7話 出会い 〜動揺〜
「あやー!」
まいが身を乗り出して、顔を近づけてきた。
「さっきの人、めっっっちゃくちゃかっこよくなかった!?
なにあの雰囲気!ズルくない?」
思わず肩をすくめながらも、あやの胸の奥が一瞬ギクリと跳ねる。
「……え、うん……そう……だったかな?」
できるだけ平静を装って答えたけれど、声がわずかに掠れている。
まいはあやの横顔をじーっと見て、にやりと笑った。
「うわー、あや、顔赤い。

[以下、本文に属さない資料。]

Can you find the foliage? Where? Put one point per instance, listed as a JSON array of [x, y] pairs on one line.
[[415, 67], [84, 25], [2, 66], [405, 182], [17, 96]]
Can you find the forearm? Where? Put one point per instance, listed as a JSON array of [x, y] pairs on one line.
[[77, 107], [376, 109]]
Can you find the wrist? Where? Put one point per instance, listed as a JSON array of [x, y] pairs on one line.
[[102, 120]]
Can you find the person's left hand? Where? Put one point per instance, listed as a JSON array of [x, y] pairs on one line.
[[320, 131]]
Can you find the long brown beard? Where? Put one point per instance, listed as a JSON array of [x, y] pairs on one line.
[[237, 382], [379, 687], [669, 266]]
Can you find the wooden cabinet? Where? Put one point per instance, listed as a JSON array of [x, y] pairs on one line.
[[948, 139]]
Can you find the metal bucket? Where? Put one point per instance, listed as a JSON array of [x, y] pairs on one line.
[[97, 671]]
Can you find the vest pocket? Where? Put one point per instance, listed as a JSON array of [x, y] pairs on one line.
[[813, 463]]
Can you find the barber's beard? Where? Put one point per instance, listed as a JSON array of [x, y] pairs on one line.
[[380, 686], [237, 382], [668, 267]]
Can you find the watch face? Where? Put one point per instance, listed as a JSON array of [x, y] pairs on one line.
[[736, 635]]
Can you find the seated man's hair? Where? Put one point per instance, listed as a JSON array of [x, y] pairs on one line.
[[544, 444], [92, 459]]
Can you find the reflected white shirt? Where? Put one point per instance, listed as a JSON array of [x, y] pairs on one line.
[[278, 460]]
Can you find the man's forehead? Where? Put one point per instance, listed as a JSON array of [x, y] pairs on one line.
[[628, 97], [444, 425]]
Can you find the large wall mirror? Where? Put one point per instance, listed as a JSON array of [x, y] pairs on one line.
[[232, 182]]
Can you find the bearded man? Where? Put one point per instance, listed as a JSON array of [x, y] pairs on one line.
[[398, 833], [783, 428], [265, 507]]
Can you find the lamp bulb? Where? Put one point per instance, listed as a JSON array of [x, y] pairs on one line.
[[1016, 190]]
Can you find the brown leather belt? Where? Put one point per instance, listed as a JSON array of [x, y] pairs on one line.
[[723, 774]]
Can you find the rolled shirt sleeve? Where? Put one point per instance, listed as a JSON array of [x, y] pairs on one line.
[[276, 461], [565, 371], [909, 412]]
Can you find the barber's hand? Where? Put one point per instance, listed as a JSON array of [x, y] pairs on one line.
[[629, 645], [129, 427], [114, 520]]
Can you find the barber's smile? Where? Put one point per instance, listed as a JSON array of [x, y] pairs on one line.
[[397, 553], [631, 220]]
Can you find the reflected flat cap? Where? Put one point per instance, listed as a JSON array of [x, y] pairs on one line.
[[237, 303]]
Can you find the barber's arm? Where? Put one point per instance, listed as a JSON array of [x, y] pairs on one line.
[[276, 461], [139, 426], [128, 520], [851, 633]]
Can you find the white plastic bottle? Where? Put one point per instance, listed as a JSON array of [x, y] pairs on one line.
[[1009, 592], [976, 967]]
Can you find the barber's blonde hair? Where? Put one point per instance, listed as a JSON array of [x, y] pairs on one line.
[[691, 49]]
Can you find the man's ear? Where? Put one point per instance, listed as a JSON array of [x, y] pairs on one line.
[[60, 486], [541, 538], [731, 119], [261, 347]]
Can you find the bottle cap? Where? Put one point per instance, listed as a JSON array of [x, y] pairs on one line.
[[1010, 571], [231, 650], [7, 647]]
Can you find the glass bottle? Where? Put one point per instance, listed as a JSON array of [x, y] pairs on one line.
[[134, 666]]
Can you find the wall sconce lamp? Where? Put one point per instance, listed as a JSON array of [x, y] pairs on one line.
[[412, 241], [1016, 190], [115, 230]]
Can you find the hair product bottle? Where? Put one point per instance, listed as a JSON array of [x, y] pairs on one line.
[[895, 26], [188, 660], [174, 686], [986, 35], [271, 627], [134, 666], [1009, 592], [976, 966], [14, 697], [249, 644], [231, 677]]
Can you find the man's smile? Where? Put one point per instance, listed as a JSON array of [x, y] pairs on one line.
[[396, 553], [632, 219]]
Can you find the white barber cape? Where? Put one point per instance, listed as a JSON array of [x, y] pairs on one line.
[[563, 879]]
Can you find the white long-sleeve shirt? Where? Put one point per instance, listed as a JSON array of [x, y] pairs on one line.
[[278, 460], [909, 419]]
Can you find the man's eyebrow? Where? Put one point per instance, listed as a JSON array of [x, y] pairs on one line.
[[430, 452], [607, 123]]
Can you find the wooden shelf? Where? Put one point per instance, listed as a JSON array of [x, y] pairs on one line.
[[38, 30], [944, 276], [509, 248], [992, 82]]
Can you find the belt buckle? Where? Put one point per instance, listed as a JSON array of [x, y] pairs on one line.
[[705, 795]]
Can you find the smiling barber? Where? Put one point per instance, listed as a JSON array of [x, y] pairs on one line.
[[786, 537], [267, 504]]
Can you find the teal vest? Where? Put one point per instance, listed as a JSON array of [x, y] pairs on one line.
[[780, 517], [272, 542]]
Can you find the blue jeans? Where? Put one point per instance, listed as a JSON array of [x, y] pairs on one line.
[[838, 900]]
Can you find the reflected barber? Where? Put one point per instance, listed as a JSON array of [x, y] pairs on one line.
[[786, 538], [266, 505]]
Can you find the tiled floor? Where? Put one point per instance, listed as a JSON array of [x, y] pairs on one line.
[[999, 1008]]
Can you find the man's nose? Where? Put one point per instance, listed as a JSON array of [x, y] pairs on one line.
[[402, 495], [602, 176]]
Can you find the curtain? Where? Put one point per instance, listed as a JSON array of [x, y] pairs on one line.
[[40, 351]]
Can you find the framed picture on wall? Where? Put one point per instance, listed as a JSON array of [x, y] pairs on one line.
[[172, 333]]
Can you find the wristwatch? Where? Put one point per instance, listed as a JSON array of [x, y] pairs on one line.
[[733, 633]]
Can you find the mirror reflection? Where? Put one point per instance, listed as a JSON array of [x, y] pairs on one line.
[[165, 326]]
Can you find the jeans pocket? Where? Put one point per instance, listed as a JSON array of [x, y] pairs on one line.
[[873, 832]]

バレバレ~」
「ちょっ……ちがっ……!赤くなんか……!」
慌てて頬を隠すあやの指先は、まださっき触れたハンカチの感触を覚えていた。
まいはなおも畳みかけるように、
「だってさ、目、めちゃくちゃ優しかったじゃん?
でも、ちょっと鋭さもあって……なんか大人の余裕っていうか……あや、ああいう人、タイプでしょ?」
その言葉に、心のどこかがびくんと反応する。
「……別に、そういうんじゃないし……
ただ、ちゃんとしてたなって……それだけ」
小さく呟いたその言い訳が、自分でも苦しいと分かっていて、あやはうつむいた。
まいはそんなあやの反応に、さらにニヤニヤしながら、
「ふふ~ん、これは始まったな~、春~って感じ?」
「ちがうってばっ……!」
でも――
自分の指先に残る、あのハンカチを渡された時の体温。
あの、静かな目線。
思い出すたびに、胸の奥がじんわりと熱を帯びていく。
“ちがう”と言いながらも、あやの身体はちゃんと、それを“感じてしまった”のだった。